Page 24 - Sensing, Intelligence, Motion : How Robots and Humans Move in an Unstructured World
P. 24

ACKNOWLEDGMENTS






            When pieces of a large multiyear project start falling into place, a sign that it
            functions right is that the pieces “know by themselves” what to do and when to
            do it. A product of one section logically invites and defines the other; theory calls
            for the experiment to confirm its correctness; experiments beg for turning theory
            into useful products. The project then operates as a leisurely human walk: As
            the right foot is thrown forward, the left foot knows it should stay behind on the
            ground, the body bends slightly forward as if ready to fall, the left arm moves
            forward, and the right arm heads back—all at once, seemingly effortlessly, and
            then they switch, one-two, one-two, a pleasure to watch, so hard to emulate,
            one-two, one-two.
              A piece of science or new technology cannot be like this, not that perfect,
            simply because there is always more unknown and yet undiscovered than known
            and understood. But the feeling is similar: All of a sudden, things fall into place.

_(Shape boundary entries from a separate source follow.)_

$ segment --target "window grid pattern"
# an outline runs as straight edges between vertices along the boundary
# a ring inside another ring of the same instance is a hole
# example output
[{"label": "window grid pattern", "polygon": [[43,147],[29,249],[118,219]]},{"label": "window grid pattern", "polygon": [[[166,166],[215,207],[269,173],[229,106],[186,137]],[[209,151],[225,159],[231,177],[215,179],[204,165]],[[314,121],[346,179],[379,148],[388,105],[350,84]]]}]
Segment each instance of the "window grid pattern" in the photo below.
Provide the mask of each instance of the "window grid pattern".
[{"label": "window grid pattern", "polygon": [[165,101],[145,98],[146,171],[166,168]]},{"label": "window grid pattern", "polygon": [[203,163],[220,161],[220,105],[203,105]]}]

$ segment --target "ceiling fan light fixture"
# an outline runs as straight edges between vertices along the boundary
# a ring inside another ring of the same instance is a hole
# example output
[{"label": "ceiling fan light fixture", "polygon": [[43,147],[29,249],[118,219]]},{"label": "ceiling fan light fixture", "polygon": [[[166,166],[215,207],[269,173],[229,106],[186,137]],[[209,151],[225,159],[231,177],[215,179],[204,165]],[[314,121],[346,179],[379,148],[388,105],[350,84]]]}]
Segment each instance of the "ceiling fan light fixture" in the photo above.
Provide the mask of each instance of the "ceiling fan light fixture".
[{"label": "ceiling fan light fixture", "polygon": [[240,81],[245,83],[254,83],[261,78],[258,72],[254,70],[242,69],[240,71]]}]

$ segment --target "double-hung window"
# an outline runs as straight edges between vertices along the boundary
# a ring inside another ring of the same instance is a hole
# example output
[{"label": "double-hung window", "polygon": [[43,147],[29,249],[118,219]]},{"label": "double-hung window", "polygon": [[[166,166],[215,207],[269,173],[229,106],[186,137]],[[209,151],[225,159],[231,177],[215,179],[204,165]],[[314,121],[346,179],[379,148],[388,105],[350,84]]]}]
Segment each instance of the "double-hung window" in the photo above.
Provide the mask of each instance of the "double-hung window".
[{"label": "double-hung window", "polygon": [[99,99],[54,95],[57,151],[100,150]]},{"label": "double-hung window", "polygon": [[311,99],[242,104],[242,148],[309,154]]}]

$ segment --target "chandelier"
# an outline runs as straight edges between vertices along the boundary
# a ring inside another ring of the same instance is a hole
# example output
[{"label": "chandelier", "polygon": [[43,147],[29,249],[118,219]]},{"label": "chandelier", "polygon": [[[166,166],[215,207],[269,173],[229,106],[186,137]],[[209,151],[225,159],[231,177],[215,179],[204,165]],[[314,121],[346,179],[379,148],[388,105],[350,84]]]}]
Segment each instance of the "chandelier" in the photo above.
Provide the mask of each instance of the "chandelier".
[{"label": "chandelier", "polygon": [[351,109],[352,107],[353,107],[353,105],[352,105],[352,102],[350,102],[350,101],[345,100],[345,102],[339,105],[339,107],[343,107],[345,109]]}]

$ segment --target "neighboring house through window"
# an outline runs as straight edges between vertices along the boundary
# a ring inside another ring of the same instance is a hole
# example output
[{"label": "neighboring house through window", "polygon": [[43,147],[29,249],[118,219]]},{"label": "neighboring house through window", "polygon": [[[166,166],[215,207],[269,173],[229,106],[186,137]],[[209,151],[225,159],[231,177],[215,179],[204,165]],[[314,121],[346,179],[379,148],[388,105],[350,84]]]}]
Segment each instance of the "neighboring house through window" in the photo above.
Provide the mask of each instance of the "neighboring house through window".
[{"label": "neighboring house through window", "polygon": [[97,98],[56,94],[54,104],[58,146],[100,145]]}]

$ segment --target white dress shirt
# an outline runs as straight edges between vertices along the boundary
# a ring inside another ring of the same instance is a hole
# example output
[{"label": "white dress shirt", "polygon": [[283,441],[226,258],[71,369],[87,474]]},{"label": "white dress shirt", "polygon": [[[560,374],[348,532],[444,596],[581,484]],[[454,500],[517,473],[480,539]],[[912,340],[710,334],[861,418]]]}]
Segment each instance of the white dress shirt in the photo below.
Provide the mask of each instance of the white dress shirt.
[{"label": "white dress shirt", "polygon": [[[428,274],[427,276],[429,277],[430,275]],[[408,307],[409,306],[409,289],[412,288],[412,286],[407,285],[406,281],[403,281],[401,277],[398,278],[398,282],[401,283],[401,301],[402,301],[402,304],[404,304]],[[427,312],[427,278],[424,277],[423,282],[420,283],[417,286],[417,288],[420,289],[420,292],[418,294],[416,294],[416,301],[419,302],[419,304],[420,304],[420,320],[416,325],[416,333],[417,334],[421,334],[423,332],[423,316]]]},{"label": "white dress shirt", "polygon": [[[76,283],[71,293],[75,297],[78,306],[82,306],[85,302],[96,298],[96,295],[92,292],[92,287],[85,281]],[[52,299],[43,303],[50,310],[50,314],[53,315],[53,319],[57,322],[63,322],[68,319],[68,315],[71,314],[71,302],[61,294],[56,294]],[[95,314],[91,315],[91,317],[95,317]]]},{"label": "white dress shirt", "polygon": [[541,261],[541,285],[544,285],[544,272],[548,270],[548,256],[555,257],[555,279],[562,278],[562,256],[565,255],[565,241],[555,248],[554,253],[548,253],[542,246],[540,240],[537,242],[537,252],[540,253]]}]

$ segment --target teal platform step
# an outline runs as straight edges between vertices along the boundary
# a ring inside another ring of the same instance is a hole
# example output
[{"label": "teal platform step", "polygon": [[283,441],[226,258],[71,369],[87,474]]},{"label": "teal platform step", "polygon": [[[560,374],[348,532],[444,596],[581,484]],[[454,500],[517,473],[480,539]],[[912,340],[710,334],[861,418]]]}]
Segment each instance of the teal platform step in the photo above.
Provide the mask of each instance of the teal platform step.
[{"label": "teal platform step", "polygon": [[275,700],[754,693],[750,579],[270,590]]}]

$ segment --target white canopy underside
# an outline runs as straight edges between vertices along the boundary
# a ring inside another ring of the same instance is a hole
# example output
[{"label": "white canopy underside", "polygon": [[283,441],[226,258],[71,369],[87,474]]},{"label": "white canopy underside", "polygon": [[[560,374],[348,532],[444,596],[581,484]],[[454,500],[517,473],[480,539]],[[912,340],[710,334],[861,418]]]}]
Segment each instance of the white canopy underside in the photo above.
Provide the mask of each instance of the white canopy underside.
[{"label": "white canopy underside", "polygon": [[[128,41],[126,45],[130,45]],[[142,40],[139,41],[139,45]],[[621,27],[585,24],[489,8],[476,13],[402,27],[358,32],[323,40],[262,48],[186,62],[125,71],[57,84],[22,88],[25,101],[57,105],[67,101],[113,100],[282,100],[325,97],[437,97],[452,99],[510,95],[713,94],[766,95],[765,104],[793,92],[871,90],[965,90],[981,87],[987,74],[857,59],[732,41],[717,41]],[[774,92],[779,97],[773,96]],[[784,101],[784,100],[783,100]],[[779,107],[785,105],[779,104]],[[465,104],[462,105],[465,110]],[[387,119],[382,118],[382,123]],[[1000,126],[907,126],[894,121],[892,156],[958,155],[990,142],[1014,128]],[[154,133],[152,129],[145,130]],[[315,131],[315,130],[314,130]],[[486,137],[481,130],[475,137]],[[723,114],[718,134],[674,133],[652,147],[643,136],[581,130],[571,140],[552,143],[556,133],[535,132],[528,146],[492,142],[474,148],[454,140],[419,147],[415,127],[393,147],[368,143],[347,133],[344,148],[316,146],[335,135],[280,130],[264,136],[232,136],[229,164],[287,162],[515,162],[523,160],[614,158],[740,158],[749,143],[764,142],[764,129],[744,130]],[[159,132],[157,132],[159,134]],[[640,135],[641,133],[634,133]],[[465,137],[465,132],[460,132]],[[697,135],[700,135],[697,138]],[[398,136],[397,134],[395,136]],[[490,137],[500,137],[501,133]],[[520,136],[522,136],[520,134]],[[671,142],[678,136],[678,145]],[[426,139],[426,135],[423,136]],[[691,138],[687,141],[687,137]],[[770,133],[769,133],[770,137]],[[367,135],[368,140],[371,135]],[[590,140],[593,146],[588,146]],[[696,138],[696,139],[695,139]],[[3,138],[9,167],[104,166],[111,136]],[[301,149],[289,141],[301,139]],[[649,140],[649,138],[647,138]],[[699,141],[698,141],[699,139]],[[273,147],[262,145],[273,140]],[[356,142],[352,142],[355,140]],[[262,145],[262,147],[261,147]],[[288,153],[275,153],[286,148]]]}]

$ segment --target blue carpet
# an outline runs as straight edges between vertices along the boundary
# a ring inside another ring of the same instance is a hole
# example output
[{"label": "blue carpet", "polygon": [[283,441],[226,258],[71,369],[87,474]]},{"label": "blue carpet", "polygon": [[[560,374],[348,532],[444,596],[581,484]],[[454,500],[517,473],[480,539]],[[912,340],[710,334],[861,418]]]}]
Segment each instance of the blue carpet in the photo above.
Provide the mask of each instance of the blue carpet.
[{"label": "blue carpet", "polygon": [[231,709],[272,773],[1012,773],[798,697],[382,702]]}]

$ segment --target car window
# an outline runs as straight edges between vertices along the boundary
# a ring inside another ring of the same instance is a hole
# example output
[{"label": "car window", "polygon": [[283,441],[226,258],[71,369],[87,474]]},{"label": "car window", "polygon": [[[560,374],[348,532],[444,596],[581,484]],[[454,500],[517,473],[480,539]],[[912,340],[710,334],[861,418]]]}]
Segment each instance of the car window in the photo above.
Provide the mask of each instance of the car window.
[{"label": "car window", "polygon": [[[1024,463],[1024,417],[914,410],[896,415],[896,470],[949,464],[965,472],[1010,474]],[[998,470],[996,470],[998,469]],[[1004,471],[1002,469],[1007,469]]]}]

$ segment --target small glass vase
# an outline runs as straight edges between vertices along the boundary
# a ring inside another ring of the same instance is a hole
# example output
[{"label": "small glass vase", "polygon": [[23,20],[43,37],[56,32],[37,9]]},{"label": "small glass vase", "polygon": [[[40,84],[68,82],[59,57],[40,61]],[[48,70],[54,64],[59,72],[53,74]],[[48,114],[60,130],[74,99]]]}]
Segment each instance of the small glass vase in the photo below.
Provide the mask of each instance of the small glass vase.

            This picture fully applies to this book. While the knowledge that it treats will
            be always incomplete, a moment came when individual smaller projects started
            looking as parts of a tightly coordinated organism.
              This would not be possible without my graduate students. Much of today’s
            science is produced this way. It is the graduate students’ sleepless nights, enthu-
            siasm, and unwavering commitment to science that help cover the skeleton of
            ideas with flesh and blood of details of design and proofs and tests and computer
            simulations. They help turn the skeleton’s jerky squeakiness into smooth and
            coordinated and pleasing to the professional eye elegant whole.
              “What if” is rarely a reliable game. There is no way of knowing what this book
            would look like if I had different students, not those I was privileged to have. I do
            think that some pieces would have been quite different, because the personalities
            and prior background of my students invariably left a strong trace on my choice
            of projects for them and hence the joint papers that became the foundation of
            this book. I am grateful to them for sharing with me the joy of doing science.
            With all those different personalities, there was also something in common that
            emerged in them as the work progressed–perhaps the desire for dry precision,
            for doing things right. In thanking them for sharing with me our life in the lab
            and discussions in seminars and at the blackboard, I am mentioning here only
            those whose work was pivotal for this book: Kang Sun, Timothy Skewis, Edward
            Cheung, Susan Hert, Andrei Shkel, Fei Liu, Dugan Um. Other students helped
            as well, but their main work centered on topics that are beyond our subject here.